The Humber is huge, 4 miles across at its entrance, with big ships coming in and out all the time along the shipping channels. We dodged south of these and went in to drop anchor in about 4 metres of water, near an old fort. But we were still nearly a mile from the shore! What a contrast with the steep-sided lochs of the west coast.
Getting petrol was an absolute necessity, so after supper we prepared ourselves and the dinghy to go ashore. Apart from a holiday camp there seemed to be not much along the shore until Cleethorpes. I put the anchor light on in case it took some time, and it was with a growing sense of anxiety that we went off in the dinghy. In retrospect we should have taken the big boat in closer to shore, but we thought the distance was a little less than it turned out in reality. Ashore there was nowhere for a boat to tie up except the railings on the beach by the holiday camp. Reassuring ourselves that the dinghy would be OK as there were plenty of people about, we set off, only to learn that the garage was about half an hour’s walk away. Resolved to get the fuel come what may, we were just trudging off when an elderly couple, Ken and Ann, offered to take us to the garage in their car. I am honestly not sure what we would have done without their help, as when we got back a ten-year-old boy was just in the process of attempting to drag the dinghy into the water! It’s only then that you realise how badly it could all have gone wrong. We could easily have been stranded ashore with the dinghy drifting away and the boat out of reach. Fortunately apart from a lot of sand where the kids had been playing in the dinghy no harm was done. The lad scampered off. Ken and Ann, our saviours, wished us well and stood on the beach waving until we were almost out of sight in the gathering dusk. We have been grateful for the help of strangers on many occasions, but this was the most kind, and I am sorry if we left the boot of their new car smelling of petrol! I think they were relieved to find out that we were not drug smugglers raiding the coast at dusk – it must have looked a bit like that.

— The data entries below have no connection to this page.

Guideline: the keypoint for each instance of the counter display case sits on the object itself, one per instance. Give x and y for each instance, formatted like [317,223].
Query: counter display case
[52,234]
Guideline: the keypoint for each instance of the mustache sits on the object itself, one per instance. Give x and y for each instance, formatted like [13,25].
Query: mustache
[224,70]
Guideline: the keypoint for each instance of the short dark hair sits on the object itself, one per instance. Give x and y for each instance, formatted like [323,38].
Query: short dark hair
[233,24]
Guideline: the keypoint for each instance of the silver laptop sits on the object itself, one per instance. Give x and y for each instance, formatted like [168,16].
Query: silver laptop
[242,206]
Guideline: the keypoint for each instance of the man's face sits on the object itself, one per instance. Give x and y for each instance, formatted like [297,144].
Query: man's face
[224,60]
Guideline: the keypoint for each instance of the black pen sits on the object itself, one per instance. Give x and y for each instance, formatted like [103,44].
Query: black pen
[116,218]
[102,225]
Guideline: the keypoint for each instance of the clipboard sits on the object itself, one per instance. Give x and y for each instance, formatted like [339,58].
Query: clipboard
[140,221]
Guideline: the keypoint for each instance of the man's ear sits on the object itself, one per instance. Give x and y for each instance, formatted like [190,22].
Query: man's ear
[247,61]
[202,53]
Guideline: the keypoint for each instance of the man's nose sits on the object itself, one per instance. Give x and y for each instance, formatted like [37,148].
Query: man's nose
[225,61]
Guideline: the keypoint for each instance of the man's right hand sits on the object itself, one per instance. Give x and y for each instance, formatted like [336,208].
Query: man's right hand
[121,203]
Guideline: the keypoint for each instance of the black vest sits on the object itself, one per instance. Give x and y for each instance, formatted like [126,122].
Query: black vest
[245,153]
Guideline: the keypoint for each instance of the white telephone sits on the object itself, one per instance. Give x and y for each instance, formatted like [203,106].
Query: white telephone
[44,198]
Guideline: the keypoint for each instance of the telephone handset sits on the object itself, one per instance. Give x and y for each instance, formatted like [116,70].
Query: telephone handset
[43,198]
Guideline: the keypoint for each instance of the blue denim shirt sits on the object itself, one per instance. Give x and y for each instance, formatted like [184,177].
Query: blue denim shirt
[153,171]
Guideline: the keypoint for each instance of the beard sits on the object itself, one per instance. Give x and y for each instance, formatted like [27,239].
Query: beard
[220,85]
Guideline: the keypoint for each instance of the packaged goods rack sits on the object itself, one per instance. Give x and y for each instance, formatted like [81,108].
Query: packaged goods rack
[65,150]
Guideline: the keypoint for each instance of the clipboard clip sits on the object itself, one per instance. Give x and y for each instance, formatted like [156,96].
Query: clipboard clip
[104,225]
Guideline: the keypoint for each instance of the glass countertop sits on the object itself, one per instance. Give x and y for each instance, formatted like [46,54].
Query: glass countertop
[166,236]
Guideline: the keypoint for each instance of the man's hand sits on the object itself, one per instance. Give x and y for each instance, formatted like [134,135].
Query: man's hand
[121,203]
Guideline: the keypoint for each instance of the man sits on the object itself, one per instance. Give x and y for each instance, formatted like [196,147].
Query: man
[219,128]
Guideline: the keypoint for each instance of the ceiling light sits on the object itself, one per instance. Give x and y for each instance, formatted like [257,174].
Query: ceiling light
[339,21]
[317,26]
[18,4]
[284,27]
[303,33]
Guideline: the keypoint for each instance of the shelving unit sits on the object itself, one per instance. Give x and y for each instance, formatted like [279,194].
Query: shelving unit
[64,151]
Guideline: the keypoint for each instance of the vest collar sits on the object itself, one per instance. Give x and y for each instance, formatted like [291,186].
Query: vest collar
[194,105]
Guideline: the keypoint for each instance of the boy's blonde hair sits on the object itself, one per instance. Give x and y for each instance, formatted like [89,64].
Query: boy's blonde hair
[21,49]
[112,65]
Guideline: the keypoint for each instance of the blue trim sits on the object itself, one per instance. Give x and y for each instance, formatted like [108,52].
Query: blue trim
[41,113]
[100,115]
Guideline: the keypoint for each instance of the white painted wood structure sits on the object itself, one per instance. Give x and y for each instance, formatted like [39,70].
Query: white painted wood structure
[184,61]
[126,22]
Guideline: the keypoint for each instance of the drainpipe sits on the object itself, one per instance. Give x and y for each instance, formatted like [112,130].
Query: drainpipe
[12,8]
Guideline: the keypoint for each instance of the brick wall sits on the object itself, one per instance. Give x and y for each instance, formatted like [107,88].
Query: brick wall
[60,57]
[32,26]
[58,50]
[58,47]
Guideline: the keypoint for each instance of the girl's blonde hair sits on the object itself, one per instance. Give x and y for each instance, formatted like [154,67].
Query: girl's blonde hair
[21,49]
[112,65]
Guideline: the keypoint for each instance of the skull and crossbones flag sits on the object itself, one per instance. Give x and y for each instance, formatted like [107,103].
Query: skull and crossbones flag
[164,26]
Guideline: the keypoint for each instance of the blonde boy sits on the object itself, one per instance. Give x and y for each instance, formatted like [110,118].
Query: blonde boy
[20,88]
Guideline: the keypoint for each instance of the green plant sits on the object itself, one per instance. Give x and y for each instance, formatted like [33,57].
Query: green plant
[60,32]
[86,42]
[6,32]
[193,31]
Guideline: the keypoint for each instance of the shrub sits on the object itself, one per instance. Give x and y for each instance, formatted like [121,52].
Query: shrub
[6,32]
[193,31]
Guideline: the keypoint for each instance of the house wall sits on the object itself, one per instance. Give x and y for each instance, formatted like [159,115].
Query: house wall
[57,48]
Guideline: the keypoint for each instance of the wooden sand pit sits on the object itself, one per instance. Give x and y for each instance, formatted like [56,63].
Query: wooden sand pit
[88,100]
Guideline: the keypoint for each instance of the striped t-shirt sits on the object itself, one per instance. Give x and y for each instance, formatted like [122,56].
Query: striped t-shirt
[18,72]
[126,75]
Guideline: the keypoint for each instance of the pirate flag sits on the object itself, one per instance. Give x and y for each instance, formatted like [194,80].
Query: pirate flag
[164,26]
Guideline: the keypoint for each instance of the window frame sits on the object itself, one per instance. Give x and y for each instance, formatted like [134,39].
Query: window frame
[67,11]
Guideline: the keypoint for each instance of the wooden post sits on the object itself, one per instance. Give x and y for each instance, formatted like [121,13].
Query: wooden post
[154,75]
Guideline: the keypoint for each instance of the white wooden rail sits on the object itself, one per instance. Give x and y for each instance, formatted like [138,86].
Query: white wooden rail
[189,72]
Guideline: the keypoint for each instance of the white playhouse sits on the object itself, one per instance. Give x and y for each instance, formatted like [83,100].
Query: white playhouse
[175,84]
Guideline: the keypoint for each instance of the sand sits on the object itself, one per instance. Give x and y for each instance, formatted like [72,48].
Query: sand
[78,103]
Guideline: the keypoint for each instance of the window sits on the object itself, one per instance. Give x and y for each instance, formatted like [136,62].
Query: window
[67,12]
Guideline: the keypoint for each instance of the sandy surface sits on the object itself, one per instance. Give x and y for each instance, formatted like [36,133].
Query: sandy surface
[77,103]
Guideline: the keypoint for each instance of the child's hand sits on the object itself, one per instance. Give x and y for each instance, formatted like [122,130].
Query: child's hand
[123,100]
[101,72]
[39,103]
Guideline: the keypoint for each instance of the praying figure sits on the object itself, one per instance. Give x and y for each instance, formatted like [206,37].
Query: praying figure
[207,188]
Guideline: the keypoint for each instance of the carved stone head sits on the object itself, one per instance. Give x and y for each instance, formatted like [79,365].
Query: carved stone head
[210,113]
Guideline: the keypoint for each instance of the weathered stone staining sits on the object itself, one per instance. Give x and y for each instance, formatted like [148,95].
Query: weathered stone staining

We knew, once we got safely back to the boat, that we had risked all sorts of disasters and this time had got away with it. A stiff whisky before bed steadied the nerves.
The following morning we got the best of the favourable tide to whisk us down the coast, even sailing some of the way (there’s a novelty!) until we reached Cromer. Although there was absolutely no shelter, the holding near the pier is chalky mud and we were secure all night. As the lifeboat station is on the end of the pier, we were not far from help in any case!
All along the north coast we could see the fragile nature of the cliffs, and even saw a collapse in one spot. In spite of the sea defences the erosion seems to continue apace. Next stop was Lowestoft, around the corner of Norfolk, and although the land remains low-lying, it looks a lot less threatened. Lowestoft has an air of having shrunk somewhat as a port, but there are still service boats for the offshore windfarms going to and fro and a number of large vessels in the harbour. We waited on a pontoon in the Trawl Dock (no trawlers any more) for the next bridge lift, then proceeded upriver (strictly Lake Lothing, leading to Oulton Broad) to Lowestoft Haven Marina. A really nice place, very reasonable charges, and with some very sociable residents – and a large population of seagulls roosting on some derelict warehouses nearby! Apparently another bridge is about to be constructed, which will make it rather more awkward to reach the marina. I hope it doesn’t kill off visiting yacht traffic.